Series V

The Upside of Constraints

Photo by Rostyslav Savchyn on Unsplash

“Lucky is the man who doesn’t believe every opportunity is open to him.”

-Walker Percy

Founders think they need more. More money, more employees, more features. But sometimes, not having enough is a good thing.

Here’s why: constraints force focus. When resources are scarce, they only get spent on the most necessary things. You are forced to take a detailed look at your company and its operations, eliminate all unneeded elements, then isolate what makes it work and do just that. Also, you are pushed to ask “what assumption is this business hinging on?”
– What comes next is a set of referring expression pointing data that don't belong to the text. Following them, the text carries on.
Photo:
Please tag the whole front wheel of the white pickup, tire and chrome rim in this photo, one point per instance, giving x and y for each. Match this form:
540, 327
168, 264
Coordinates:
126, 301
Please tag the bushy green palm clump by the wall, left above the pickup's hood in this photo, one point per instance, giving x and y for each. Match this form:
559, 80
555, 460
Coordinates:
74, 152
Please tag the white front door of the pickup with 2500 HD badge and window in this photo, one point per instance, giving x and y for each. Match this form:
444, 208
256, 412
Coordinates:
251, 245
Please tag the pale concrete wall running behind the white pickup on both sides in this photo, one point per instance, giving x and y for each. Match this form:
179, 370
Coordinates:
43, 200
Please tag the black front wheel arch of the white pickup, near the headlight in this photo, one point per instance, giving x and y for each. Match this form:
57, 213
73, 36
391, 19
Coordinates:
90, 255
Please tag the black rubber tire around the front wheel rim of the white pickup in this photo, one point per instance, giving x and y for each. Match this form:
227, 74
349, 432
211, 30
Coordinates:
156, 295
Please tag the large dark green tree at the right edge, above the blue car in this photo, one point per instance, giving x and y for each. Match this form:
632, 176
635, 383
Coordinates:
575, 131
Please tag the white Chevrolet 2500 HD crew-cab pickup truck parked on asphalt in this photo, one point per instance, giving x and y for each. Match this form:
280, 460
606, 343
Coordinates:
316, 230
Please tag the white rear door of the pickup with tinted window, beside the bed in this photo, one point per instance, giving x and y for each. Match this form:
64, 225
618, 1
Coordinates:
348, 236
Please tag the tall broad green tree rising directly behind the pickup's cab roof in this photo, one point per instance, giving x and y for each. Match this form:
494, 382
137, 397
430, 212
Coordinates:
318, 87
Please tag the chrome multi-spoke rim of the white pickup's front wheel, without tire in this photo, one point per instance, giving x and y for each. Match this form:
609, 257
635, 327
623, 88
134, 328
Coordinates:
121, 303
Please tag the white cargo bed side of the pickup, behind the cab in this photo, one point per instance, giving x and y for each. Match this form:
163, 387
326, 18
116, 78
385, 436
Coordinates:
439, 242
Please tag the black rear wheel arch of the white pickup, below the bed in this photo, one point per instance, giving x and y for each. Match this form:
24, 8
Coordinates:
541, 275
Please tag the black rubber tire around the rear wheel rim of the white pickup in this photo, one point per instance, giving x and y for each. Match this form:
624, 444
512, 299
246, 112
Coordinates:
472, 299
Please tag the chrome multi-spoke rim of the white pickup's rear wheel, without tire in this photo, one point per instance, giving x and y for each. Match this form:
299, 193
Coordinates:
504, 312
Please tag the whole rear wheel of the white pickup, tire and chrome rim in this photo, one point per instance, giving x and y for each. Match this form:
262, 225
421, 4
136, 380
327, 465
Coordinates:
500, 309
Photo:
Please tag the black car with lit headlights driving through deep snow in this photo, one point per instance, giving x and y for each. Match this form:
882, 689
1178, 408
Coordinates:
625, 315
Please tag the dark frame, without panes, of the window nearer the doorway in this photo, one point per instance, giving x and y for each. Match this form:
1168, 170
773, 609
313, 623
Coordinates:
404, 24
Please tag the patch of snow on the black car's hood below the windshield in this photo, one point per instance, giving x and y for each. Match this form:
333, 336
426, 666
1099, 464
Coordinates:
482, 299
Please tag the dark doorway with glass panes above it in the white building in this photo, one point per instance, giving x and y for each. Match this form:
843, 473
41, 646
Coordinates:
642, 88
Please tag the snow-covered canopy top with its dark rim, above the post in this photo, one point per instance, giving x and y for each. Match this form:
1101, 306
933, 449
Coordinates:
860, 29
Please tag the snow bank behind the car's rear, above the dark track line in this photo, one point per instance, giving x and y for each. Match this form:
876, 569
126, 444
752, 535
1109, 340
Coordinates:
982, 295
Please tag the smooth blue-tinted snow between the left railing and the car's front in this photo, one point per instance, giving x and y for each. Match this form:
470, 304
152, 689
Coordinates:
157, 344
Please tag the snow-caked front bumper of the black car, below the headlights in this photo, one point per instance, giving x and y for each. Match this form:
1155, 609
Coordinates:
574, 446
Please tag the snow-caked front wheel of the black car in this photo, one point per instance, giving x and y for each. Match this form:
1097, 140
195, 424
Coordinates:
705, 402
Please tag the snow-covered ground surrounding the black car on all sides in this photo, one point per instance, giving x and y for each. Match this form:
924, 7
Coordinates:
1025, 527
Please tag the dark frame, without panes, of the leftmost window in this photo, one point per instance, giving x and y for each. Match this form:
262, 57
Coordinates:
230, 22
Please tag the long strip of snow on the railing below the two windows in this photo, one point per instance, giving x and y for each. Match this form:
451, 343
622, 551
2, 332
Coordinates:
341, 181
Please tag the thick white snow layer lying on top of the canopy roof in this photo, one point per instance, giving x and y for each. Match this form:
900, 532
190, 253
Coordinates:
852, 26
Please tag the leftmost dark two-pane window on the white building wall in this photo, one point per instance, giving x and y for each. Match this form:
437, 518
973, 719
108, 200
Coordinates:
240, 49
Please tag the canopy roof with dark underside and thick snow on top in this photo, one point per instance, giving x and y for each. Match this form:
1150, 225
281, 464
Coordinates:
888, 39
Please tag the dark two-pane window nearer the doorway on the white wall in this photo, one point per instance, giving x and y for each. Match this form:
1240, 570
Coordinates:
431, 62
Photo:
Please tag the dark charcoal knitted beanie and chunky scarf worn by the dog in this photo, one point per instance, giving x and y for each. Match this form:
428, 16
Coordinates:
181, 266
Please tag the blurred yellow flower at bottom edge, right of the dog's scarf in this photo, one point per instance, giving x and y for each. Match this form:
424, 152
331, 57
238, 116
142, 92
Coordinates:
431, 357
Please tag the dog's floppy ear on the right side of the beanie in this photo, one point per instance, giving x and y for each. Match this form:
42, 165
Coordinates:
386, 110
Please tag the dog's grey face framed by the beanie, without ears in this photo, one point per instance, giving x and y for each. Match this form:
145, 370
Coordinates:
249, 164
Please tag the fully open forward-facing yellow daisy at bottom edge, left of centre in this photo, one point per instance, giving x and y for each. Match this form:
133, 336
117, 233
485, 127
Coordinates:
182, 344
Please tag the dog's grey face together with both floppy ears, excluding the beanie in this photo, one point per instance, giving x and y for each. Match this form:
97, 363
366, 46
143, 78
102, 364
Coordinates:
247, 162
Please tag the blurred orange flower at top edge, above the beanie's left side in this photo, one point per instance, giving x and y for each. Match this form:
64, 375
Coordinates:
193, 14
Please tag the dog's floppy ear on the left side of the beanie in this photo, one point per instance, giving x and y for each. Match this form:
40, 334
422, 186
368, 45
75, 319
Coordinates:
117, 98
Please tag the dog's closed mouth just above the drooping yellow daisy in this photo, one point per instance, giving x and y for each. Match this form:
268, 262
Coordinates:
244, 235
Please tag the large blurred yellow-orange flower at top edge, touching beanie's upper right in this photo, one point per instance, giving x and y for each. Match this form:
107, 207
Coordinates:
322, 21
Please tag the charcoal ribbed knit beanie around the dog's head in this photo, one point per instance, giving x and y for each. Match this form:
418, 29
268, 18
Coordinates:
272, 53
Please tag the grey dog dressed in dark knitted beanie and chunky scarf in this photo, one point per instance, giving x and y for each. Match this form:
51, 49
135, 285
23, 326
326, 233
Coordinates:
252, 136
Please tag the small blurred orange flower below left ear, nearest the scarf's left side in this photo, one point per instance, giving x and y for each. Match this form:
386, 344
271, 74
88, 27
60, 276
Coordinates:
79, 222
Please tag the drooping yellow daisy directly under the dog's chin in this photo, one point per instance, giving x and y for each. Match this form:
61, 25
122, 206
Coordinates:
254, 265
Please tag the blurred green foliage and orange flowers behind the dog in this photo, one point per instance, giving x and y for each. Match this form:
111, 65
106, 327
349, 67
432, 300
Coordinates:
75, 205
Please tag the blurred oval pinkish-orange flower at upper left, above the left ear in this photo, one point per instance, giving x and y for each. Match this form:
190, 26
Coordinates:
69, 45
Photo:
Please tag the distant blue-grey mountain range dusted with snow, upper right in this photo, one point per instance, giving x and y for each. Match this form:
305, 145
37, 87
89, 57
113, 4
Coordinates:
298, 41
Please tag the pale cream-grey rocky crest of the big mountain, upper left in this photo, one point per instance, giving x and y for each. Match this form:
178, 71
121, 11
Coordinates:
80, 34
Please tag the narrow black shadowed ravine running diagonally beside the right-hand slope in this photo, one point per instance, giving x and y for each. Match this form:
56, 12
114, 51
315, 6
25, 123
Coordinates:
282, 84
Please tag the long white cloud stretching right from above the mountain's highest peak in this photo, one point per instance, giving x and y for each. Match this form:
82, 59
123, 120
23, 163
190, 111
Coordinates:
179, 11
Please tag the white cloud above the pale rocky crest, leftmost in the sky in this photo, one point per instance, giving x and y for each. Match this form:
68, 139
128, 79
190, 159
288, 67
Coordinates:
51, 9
For instance, companies make money by increasing sales and reducing costs. Now, imagine you have a product with ten features and 80% of your customers only use two features. The intelligent thing to do is kill the other eight features and risk 20% of your customers who may or may not leave. BUT you are guaranteed to have more resources for your top two features. And this may lead to higher retention of your core customers.

Resource constraints aren’t necessarily the limiter preventing you from doing great things. What’s deadly is not doing enough with what’s available or not doing what’s required. “Most startups don’t die from starvation; they die from indigestion.”

Constraints force founders to carefully allocate time and resources to find creative solutions. Some entrepreneurs never get past the victim stage. They see every restraint as an inhibitor to their ability to realise their ambition and an excuse for not persevering. The smart ones become transformers. They translate constraints to new approaches and breakthrough solutions.

If necessity is the mother of invention, then it makes sense that constraints will yield something new.

“And I don’t believe capital has ever helped a company win a market. Many have tried that approach, and it always ends badly.

So I encourage all of you entrepreneurs out there to embrace being resource constrained and learn to love operating with less.”